Spanish-style beef with sofrito
- 30 ml (2 tbsp) vegetable oil
- 15 ml (1 tbsp) butter
- 1.2 kg (2 1/2 lb) cubed stewing beef
- Salt and freshly ground black pepper
- 250 ml (1 cup) white wine
- 500 ml (2 cups) beef stock
- 2 bay leaves
- 3 to 4 sprigs of fresh thyme
- 30 ml (2 tbsp) olive oil
- 3 medium onions, thinly sliced
- 2 red bell peppers, cut into thin strips
- 4 garlic cloves, minced
- 1 can, 796 ml (3 1/4 cups), diced tomatoes
- 125 ml (1/2 cup) pitted green olives
- In a skillet, heat the oil and butter over medium-high heat.
- Season the beef cubes with salt and pepper.
- Sear the meat in small batches until nicely browned on all sides.
- Once cooked, reserve in a Dutch oven.
- Remove the excess fat and place the skillet back on the heat.
- Deglaze with white wine.
- With a fork, scrape the browned bits from the bottom and pour into the Dutch oven.
- Add the beef stock, bay leaves and thyme.
- Cover and simmer for 1 hour and 30 minutes.
- Meanwhile, in a large skillet, heat the olive oil over medium-high heat. Brown the onion and bell pepper, stirring frequently, for about 15 minutes until soft. (If you can't add all the vegetables at once, add as much as you can.
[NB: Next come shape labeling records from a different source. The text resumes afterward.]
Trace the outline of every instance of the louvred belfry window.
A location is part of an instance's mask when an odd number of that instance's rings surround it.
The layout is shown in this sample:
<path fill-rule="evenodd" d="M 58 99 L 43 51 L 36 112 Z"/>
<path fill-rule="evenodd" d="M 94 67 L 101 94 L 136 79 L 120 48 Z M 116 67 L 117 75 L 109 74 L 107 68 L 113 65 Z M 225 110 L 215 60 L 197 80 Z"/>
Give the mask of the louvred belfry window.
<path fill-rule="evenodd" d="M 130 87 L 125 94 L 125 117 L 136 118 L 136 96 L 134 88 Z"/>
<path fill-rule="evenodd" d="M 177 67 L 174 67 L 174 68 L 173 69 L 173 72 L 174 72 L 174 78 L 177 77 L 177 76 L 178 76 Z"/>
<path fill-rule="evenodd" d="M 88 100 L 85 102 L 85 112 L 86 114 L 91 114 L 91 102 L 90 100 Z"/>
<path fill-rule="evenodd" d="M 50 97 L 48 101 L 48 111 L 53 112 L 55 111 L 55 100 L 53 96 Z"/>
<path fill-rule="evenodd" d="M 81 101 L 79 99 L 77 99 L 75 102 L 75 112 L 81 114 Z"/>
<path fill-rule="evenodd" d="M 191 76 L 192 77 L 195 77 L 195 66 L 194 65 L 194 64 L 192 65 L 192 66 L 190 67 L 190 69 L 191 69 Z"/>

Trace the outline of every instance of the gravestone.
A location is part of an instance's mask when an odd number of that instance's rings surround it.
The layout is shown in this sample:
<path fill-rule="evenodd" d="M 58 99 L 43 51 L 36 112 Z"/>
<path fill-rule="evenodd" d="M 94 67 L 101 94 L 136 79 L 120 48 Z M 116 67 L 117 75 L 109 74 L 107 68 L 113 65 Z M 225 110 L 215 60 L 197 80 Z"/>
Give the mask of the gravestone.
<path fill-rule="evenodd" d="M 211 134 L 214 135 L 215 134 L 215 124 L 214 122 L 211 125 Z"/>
After a few minutes they'll have reduced and you'll be able to add the rest).
- Add the garlic and cook for another minute, stirring constantly.
- Add the tomatoes.
- Simmer uncovered for about 30 minutes.
- Once the beef has cooked, add the tomato mixture to the casserole.
- Cover and simmer for another 45 minutes until the beef is very tender.
- Add the olives 5 minutes before the end of the cooking time and adjust the seasoning.
- Serve with herbed rice and broccoli.
Sofrito is sauce made from tomatoes, onions, peppers, garlic and fine herbs.